We’re likely to witness more upheaval as the geopolitical energy landscape sees power shift away from countries rich in oil and gas towards those rich in materials critical for making batteries, electric cars, solar panels, wind turbines, and the like. In fact, the push for clean energy is already contributing to a trend toward protectionism, and this trend is only going to continue as the stakes get higher.
Rather than waiting to be squeezed by tariffs or supply shortages, some organizations are pre-emptively making moves to be as self-sufficient as possible in what will likely be a volatile market. Two such organizations are Nissan and NASA. The carmaker and the space agency may not appear to have a ton in common, but one interest they do share is cheap, scalable, energy-dense batteries. Last week they announced a partnership aimed at developing solid-state batteries.
The lithium-ion batteries used today in everything from smartphones to electric vehicles rely on a liquid electrolyte to move lithium ions between a graphite anode (the negative electrode) and a cathode (the positive electrode), which can be made from various materials.
Solid-state batteries swap the liquid electrolyte out for—you guessed it—a solid one, increasing the energy density two-fold or more. Efforts to develop these batteries have been plagued by complications, including finding an effective replacement for the separator (the component that keeps the anode and cathode apart while allowing lithium ions to pass through), and solving problems like oxidative degradation and dendrite formation (needle-like projections from the lithium anode that can pierce the separator).

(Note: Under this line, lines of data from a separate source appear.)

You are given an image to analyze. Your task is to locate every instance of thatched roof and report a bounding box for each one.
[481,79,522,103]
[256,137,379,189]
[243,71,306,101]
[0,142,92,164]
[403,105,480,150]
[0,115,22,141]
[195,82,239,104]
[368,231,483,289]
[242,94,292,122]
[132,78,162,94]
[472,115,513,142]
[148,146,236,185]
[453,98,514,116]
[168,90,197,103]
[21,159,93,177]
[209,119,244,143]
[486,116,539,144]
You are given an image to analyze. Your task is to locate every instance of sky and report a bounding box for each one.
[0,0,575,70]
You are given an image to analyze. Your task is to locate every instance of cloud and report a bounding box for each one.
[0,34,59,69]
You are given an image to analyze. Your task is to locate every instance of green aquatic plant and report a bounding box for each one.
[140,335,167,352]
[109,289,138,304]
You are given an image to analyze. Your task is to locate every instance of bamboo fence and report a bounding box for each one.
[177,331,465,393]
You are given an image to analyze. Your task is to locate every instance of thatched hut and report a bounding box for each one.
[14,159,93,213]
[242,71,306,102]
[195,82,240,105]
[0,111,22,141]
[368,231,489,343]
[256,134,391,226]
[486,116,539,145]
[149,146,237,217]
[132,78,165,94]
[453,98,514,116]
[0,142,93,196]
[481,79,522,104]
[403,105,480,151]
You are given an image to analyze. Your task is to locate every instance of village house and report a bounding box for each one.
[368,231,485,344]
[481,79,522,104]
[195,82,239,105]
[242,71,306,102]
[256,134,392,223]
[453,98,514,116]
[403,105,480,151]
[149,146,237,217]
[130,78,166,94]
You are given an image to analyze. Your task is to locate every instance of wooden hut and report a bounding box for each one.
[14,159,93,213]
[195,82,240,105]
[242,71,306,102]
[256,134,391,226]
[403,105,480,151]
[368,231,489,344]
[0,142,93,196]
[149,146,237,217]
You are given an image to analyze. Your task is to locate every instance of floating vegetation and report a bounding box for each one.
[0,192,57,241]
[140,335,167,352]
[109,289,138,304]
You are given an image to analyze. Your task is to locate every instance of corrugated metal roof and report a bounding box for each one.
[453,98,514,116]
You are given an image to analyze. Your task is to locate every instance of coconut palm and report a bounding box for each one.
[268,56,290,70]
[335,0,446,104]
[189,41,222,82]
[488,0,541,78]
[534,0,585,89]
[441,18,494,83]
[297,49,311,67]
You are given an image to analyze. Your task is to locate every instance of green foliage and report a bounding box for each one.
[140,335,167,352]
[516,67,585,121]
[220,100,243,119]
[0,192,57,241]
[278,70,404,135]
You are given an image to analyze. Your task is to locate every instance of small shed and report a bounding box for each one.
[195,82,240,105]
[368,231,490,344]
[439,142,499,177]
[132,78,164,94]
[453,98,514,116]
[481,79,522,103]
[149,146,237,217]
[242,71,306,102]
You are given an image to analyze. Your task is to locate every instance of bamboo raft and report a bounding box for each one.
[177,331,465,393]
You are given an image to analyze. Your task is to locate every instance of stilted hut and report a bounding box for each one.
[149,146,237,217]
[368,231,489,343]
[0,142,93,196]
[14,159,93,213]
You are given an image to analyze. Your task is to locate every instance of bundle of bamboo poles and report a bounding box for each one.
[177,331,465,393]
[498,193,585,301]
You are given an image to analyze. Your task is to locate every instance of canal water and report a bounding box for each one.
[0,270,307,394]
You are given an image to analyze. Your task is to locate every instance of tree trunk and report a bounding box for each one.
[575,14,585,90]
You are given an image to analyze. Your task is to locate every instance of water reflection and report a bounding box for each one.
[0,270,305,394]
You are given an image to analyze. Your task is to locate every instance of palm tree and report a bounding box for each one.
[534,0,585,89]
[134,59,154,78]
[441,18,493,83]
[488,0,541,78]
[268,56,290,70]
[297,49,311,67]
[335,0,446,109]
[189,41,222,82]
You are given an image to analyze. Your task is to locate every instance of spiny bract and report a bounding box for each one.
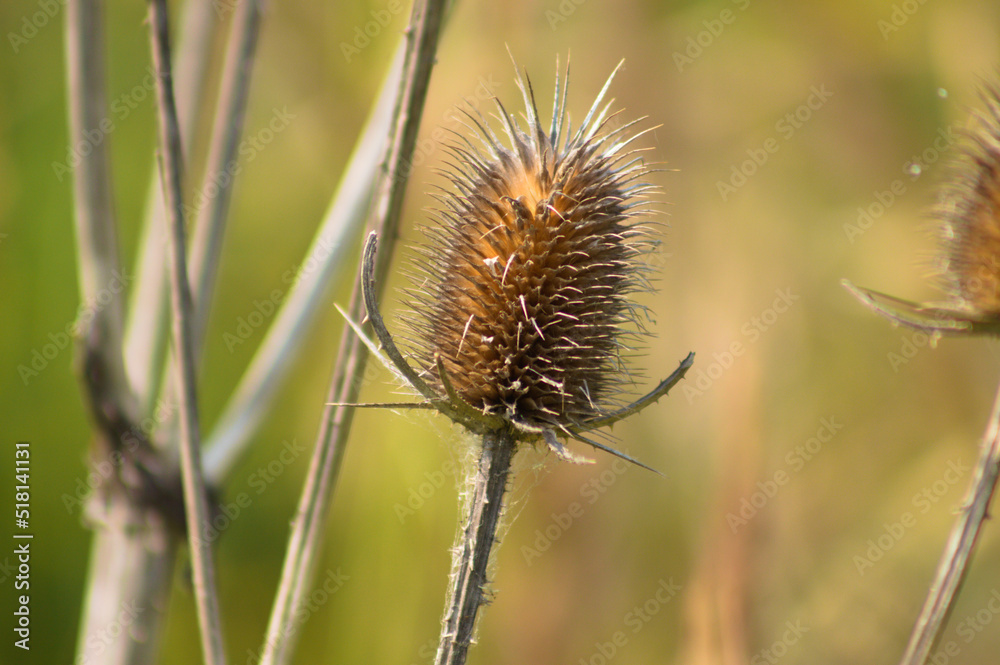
[406,59,653,429]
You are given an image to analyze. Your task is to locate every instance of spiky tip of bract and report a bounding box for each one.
[407,55,653,429]
[937,84,1000,319]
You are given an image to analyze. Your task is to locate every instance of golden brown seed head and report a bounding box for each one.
[407,61,652,427]
[938,80,1000,318]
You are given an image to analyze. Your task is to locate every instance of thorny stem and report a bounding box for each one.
[149,0,226,665]
[435,428,517,665]
[900,378,1000,665]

The Nissan-NASA initiative is similar to one announced over two years ago by IBM and Mercedes-Benz; the computing powerhouse and the carmaker planned to use both classical and quantum computing to design solid-state batteries, including simulating the properties of molecules for solid-state lithium-sulfur batteries. In late 2019 they unveiled a “heavy-metal-free” battery whose materials could supposedly be extracted from sea water.
Crucially, the Nissan-NASA partnership is also focusing on batteries that don’t rely on rare metals, like cobalt (of which more than half the global supply is in the Democratic Republic of the Congo, as highlighted in an episode of the New York Times Daily podcast last month), nickel, or manganese.
But getting rid of those metals means finding materials with comparable properties to replace them, which will be no simple task. Here’s where NASA’s computing chops will lend the partnership a much-needed hand. They plan to create an original material informatics platform—that is, a massive database that runs simulations of how various materials interact with one another.